Arafat and the Dream of Palestine

Arafat and the Dream of Palestine
Author: Bassam Abu Sharif
Publisher: St. Martin's Press
Total Pages: 292
Release: 2009-05-12
Genre: Biography & Autobiography
ISBN: 0230621295

Abu Sharif was one of the world's most notorious and dangerous terrorists in the 60's and 70's, acting as "minister of propaganda" for the Popular Front for the Liberation of Palestine (PFLP) and as a recruiter for terrorists like Carlos the Jackal. In 1972, a bomb was placed in a book and sent to him, leaving him half-blind, deaf in one ear, and almost fingerless. Finally abandoning the use of violence as a means to achieve his Palestinian nationalist aspirations, he aligned himself with Yasser Arafat, eventually becoming one of his closest advisors.

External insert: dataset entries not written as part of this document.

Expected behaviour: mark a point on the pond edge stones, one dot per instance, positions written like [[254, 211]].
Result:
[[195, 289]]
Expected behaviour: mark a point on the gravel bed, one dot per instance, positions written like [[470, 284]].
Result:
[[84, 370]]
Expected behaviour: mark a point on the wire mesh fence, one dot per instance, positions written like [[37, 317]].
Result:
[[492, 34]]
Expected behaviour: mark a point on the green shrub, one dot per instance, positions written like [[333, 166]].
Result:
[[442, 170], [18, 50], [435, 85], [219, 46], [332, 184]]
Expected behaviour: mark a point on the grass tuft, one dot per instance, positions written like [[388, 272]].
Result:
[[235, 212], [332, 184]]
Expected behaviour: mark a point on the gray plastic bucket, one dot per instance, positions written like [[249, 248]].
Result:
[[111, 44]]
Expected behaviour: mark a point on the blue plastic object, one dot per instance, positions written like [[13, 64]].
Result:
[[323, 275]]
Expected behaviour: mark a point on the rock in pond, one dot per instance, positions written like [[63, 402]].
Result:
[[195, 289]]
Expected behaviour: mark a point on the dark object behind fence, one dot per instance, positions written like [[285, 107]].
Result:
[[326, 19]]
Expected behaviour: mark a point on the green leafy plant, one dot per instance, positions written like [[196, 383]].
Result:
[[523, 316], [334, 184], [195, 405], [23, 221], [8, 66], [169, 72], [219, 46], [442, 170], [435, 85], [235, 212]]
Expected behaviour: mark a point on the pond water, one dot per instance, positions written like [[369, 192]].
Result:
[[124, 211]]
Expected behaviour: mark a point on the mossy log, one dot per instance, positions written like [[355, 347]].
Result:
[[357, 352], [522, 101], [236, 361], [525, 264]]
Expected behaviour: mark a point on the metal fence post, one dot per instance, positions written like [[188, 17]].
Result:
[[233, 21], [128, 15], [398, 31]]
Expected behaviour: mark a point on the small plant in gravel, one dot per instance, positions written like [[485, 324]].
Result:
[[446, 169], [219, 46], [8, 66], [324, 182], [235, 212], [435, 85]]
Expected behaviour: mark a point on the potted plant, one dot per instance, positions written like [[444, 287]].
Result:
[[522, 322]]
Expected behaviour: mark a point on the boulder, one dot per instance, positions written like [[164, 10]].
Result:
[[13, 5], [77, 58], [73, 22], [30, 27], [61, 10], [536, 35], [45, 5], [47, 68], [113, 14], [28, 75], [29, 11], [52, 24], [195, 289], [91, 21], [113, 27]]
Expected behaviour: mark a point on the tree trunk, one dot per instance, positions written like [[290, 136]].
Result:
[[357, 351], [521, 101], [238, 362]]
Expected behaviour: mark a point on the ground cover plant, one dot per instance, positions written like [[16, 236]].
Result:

In this book, Abu Sharif, often alongside Arafat, takes us behind the scenes of all the major events in the Middle East during the last 30 years, from the secret caves in the West Bank where Arafat hid on his way to Jerusalem in 1967 to the peace negotiations in Oslo in 1993. Arafat and the Dream of Palestine combines a deeply personal account, informed by Abu Sharif's close relationship with Arafat, with a gripping, profoundly human history of Palestine.

Once an Arafat Man

Once an Arafat Man
Author: Tass Saada
Publisher: Tyndale House Publishers, Inc.
Total Pages: 251
Release: 2008
Genre: Biography & Autobiography
ISBN: 1414323611

A former Palestinian sniper discusses his subsequent life in America, the religious experience which resulted in his conversion to Christianity, and his founding of a humanitarian organization which works toward a reconciliation between Palestinans and Jews.

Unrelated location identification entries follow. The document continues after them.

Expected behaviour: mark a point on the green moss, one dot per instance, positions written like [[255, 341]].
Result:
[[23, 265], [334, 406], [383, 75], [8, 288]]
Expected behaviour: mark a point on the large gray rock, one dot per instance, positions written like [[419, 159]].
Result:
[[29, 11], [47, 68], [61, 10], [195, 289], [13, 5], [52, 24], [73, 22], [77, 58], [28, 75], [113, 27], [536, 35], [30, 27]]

A Dictionary of Political Biography

A Dictionary of Political Biography
Author: Christopher Riches
Publisher: Oxford University Press
Total Pages: 847
Release: 2013-09-19
Genre: Reference
ISBN: 0192518437

Originally compiled by an expert team of contributors, this dictionary covers all the major figures in world politics of the twentieth century. Authoritative and wide-ranging, it describes and assesses the lives of more than 1,100 men and women who have shaped political events across the world. Each entry includes an account of the background, career, and achievements of the individual concerned, balancing fact with critical appraisal. This second edition, commissioned especially for Oxford Reference, contains over 25 new entries, and the whole text has been thoroughly revised and updated.